Ready, Set, Go!

“Yesterday I was surprised, but today it’s more than that — I am speechless,” said Lee in the post-game press conference. “I admit that it was a very clear loss on my part. From the beginning of the game, I did not feel like there was a point that I was leading.”
“I am in shock….” said Lee.
“Playing against a machine is very different from an actual human opponent,” (Lee) had told BBC. “Normally, you can sense your opponent’s breathing, their energy. And lots of times you make decisions which are dependent on the physical reactions of the person you’re playing against. With a machine you can’t do that.

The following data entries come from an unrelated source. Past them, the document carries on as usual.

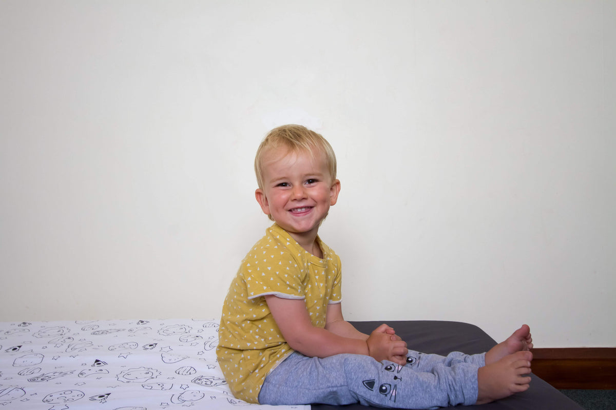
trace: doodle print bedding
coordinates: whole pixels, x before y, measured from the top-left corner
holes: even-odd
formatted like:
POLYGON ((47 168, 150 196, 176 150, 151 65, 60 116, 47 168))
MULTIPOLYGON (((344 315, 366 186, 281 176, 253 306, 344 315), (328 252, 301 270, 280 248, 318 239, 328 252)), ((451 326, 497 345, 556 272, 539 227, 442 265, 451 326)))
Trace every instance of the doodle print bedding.
POLYGON ((272 407, 232 395, 216 362, 217 331, 213 320, 0 323, 0 408, 272 407))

It’s not hard for us to feel sympathy for Lee Sedol. Until March 15, he was able to legitimately call himself World Champion in the ancient Chinese game of Go.
Now, he must add the qualifier, “human” to his title.
As most of us know by now, Google’s AlphaGo defeated Lee 4–1 in a historic match in Seoul, Korea. He now joins an elite group of extraordinary humans who have been defeated in highly specialized games by artificial intelligence systems. First came IBM Deep Blue’s 1997 defeat of chess grandmaster Garry Kasparov, then IBM Watson’s trouncing of Jeopardy! champs Brad Rutter and Ken Jennings in 2011.
Chess and Jeopardy! were one thing, we were told before the Go match, but the Chinese game was several orders of magnitude more difficult for a machine to master. The prior two contests took place in domains of finite possibilities: build a searchable database of all possible chess moves in any specific board situation and chess becomes manageable for a modern computer; read all of Wikipedia (from which most Jeopardy! questions emanate) and winning becomes a simple matter of beating human reaction time to pressing the buzzer.
But Go, we learned, uses that holy grail of human decision-making: intuition.
Since the 19 x 19 square Go board enables 10¹⁷⁰ moves, a number vastly greater than the number of atoms in the universe (a paltry 10⁸⁰!) no “database” of possible moves could be created. Go champions often explain highly creative moves by stating simply, “it just felt right.”
Surely, no machine could match the elegance and subtlety of a champion of Lee’s stature.
So, how did this happen? And, what does it mean?
AlphaGo is a product of DeepMind Technologies, a company founded by Demis Hassabis in 2010 and acquired by Google in 2014 for $500 million. Hassabis describes the company as, “An Apollo Programme for AI.”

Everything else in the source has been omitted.